How Does Ketamine Infusion Therapy Treat ALS?

How Does Ketamine Infusion Therapy Treat ALS?

Amyotrophic lateral sclerosis (ALS) is a progressive neurodegenerative disease affecting the brain and spinal cord nerve cells. Over time, ALS causes these cells to die, which leads to muscle weakness and paralysis. There is currently no cure for ALS, but treatments available can help improve the quality of life for patients. One such treatment is ketamine infusion therapy. 

Although we still don’t fully understand what causes this damage, some factors that may play a role include genetics, age, exposure to certain toxins, or changes in specific proteins.

Signs and Symptoms of ALS

The symptoms of ALS often start gradually and can include

  • Muscle weakness
  • Cramping
  • Stiffness and twitching
  • Loss of mobility
  • Slurred speech
  • Loss of ability to breathe, chew or swallow
  • Drooling

ALS affects muscles in the arms, legs, mouth, throat, and vocal cords. As the disease progresses, many patients eventually lose the ability to move or speak and require care for everyday tasks such as eating and dressing. 

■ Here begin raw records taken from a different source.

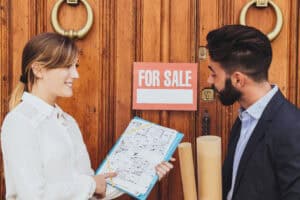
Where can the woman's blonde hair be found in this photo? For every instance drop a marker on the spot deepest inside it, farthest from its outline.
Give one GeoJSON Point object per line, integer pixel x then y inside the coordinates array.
{"type": "Point", "coordinates": [49, 50]}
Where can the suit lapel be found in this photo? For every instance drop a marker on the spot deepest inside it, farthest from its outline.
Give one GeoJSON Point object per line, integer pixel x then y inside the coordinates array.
{"type": "Point", "coordinates": [258, 133]}
{"type": "Point", "coordinates": [228, 162]}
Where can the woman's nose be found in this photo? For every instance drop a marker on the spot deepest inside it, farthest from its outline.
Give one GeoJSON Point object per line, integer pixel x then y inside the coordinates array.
{"type": "Point", "coordinates": [74, 72]}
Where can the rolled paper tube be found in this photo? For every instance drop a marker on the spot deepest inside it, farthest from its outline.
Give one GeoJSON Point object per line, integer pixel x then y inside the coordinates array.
{"type": "Point", "coordinates": [187, 171]}
{"type": "Point", "coordinates": [209, 168]}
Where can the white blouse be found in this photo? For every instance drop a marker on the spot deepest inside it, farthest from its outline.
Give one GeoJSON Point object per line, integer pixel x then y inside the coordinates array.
{"type": "Point", "coordinates": [44, 155]}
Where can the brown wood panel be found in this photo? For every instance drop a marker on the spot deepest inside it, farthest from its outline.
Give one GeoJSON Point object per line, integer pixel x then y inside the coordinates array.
{"type": "Point", "coordinates": [149, 30]}
{"type": "Point", "coordinates": [125, 53]}
{"type": "Point", "coordinates": [125, 41]}
{"type": "Point", "coordinates": [182, 49]}
{"type": "Point", "coordinates": [4, 72]}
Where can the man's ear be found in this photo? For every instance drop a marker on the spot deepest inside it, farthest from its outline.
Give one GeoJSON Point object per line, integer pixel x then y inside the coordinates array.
{"type": "Point", "coordinates": [37, 70]}
{"type": "Point", "coordinates": [238, 79]}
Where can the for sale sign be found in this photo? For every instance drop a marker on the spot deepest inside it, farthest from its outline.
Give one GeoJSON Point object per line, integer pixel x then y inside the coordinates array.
{"type": "Point", "coordinates": [164, 86]}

Understanding Ketamine Infusion Therapy

Ketamine infusion therapy is a type of medical treatment involving small, controlled doses of ketamine into the body through an IV. Ketamine treats several mental health conditions, including depression, anxiety, and post-traumatic stress disorder (PTSD).

While ketamine infusion therapy is most commonly used to treat mental health conditions, it has also shown great promise as a potential treatment for physical ailments like ALS. In a small study, ketamine effectively reduces discomfort and preserves nerve cells in ALS, effectively slowing down the progression of the disease.

How Does Ketamine Infusion Therapy Help With ALS? 

ALS has no cure, but several treatments available can help manage symptoms and slow down its progression. One such treatment is ketamine therapy, which has shown promising results in clinical trials.

Ketamine infusion therapy works by inhibiting the N-methyl-D-aspartate (NMDA) receptor. NMDA receptors are essential for learning and memory function. However, the overactivity of NMDA receptors has been linked to the dysregulation of certain neurotransmitters, leading to the death of nerve cells observed in ALS. Inhibiting NMDA receptors with ketamine treatments prevents neuron death and may help to preserve motor function in ALS patients.

Ketamine’s ability to provide long-term relief from chronic pain-associated nerve damage further compounds its usefulness as a treatment option for ALS patients. Overall, ketamine infusion therapy holds great potential in helping to improve the quality of life for people with ALS.

The Bottom Line

Ketamine infusion therapy is a promising treatment option for people living with ALS. While more research is needed to determine the long-term efficacy of ketamine infusions for ALS, preliminary studies have revealed good results.

Ketamine can also be used alongside physical therapy and other treatments to provide a more comprehensive approach to managing the symptoms and progression of ALS. If you or a loved one is living with ALS, talk to your doctor about whether ketamine infusion therapy may be right for you.